N3PDF / vegasflow

VegasFlow: accelerating Monte Carlo simulation across multiple hardware platforms
https://vegasflow.readthedocs.io
Apache License 2.0
34 stars 9 forks source link

Multi-GPU parallelism #12

Closed scarrazza closed 4 years ago

scarrazza commented 4 years ago

After a more careful reading of https://www.tensorflow.org/guide/gpu, and testing some operators like matmul with large matrices, I realized that TF doesn't use all available GPUs automatically, i.e.:

Thus for this project we have to consider splitting manually the n_iter or n_calls across the available tf.devices so we may get a factor nGPUs faster. We may also consider adding the CPU0 together with GPUs.

So need to:

  1. confirm my observation (I may be forgetting something trivial)
  2. implement an algorithm for job balancing, which devides the workload of each device.
  3. apply the job distribution inside vegas
scarrazza commented 4 years ago

I can confirm that 1 is true, by adding to the lepage example the call

tf.debugging.set_log_device_placement(True)

and observing that the log never places an operator on GPU:1 but always on GPU:0 (even if nvidia-smi says that the program is using memory from GPU:1).

Concerning points 2 and 3, I think the best tf-like approach is to do something like this:

@tf.function
def run():
    strategy = tf.distribute.MirroredStrategy()
    with strategy.scope():
        strategy.experimental_run_v2(vegas(lepage, dim, n_iter, ncalls))

i.e. using the tf.distribute API.

scarlehoff commented 4 years ago

A possibility, using MirroredStrategy https://www.tensorflow.org/api_docs/python/tf/distribute/MirroredStrategy?version=stable, just breaks the integration into equal chunks. Not very useful for distributing. If we want to do it correctly we need to implement something not very far from one of the ones here http://jakascorner.com/blog/2016/06/omp-for-scheduling.html#the-scheduling-types Which means creating our own strategy.

scarrazza commented 4 years ago

There some projects like https://github.com/horovod/horovod which may help.

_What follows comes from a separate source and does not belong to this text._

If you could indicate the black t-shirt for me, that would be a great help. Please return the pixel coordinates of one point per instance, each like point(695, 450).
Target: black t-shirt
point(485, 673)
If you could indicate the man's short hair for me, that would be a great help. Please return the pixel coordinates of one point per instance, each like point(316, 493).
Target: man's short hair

scarlehoff commented 4 years ago

Let's have a look. I've been reading more into the Tensorflow distribution strategies and it seems only the keras distribution is implemented and in order to use we have to tie our hands way too much imho.

I think it is better if we deal with it in our own terms for now (and actually don't take it into consideration for the rest of the code) because we can always go to the parallel/joblib strategy.

scarrazza commented 4 years ago

In view of the great shape of #17 , I think we should consider the possibility to inherit from VegasFlow some extra classes which implement specific distribution techniques such as:

  1. VegasFlow, default single GPU.
  2. TPEVegasFlow, using the ThreadPoolExecutor from concurrent.future or whatever.
  3. SparkVegasFlow, using Apache Spark.
  4. MPIVegasFlow using openMPI.